Nadie sabría decir cómo ni cuándo, pero el caso es que desde hacía tiempo la bahía había adquirido un extraño e intenso tinte de luz. No sólo trajo aquello el verano avanzado, con su adecuado tono de brillo azul, unas brisas dulces que barrían la humedad excesiva, sus días largos y el calor justo, no muy sofocante; vino también con los saludos efusivos, sentidos y risueños de los veraneantes, con esa baraja de tipos trashumantes que siempre traían consigo un humor grácil, renovado, conveniente para borrar la mueca antipática de la rutina, muy recomendable para contrarrestar la tibia desconfianza hacia los de fuera que se gastaban los paseantes habituales.

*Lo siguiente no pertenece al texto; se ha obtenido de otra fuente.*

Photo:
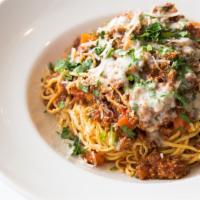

Quizás las velas de los balandros y las bandadas inquietas de gaviotas ayudaran a blanquear el aire y la bruma tantas veces ensombrecedora. Puede que un aspecto de fiesta, con guirnaldas, flores y trajes de domingo contribuyera a levantar un vistoso tejido en las calles cercanas al muelle. Las fachadas limpias y los negocios florecientes habían regateado hasta el derrumbe del imperio y muchos gastaban los cuartos alegremente para mantener dignas las apariencias y el teórico señorío que se suponía a los de siempre.

Pero no, no sólo era eso. Hacía tiempo que la ciudad sonreía. No se sabe bien por qué, pero lo hacía más de lo normal. Aquella tarde, sobre las siete, mientras los vecinos esperaban pacientemente en su comprensible excitación la entrada en el puerto de La Giralda, la ciudad parecía alegre, jovial, fiestera. Se había lavado bien la cara y vestía un ánimo jacarandoso para recibir como se merecía al rey en su yate.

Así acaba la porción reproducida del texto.